La verdadera tragedia del paro en nuestras sociedades no está en la imposibilidad de obtener un determinado nivel de renta, sino en la experiencia que se hace sentir al desocupado de que nadie espera que tenga nada que ofrecer de valor para los demás. Poder ofrecer algo valioso en donde los demás nos reconozcan es una necesidad esencial sin cuya experiencia nuestra dignidad queda desasistida. Incluso en el trabajo más oneroso y realizado por la más estricta necesidad, la búsqueda afanosa de la perfección por parte de quien lo hace, introduce un elemento de gratuidad, de ofrecimiento generoso, libérrimo y benigno para los demás, sin el que cualquier labor se vuelve un suplicio, por bien pagada y reputada que esté.

De ahí que el reconocimiento de la obra bien hecha y su alabanza formen parte esencial de un orden social justo, en el que a cada uno se le da lo que merece y con holgura.

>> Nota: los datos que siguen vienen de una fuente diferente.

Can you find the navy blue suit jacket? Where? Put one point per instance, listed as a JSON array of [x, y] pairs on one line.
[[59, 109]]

En España deberíamos ejercitar con peculiar constancia el hábito de alabar a quien lo merece para contrarrestar nuestra oscura afición a celebrar lo vergonzoso de los demás escarneciéndolo, por no hablar de los sinuosos pliegues de la envidia que niega lo valioso en el otro por el dolor de no tenerlo.

De hecho, lo que Caín envidió en Abel no fueron sus posesiones sino sus ofrendas, es decir, lo que tenía para ofrecer según una perfección interior que le hacía reconocible. Sin esa pasión por la perfección como un exceso libérrimamente procurado en lo que se hace por un decisivo interés interior, las sociedades y las civilizaciones languidecen entre chapuzas y una mediocre y triste melancolía de lo valioso. Me temo que las crisis económicas y sociales tienen mucho más que ver con la miseria cainita de quienes no tienen nada perfecto que ofrecer de lo que las teorías económicas son capaces de advertir.

Tener vocación es, pues, presentir el cumplimiento del propio destino mediante la perfección posible de lo que se hace convertida en ofrecimiento, en la gratuidad del exceso apasionado tras la perfección. Un rasgo lo delata: quien tiene la perfección como pasión de su oficio se cansa pero no se fatiga, pues ésta es la pena de los que recorren la vida sin descubrir qué ni quiénes les llaman.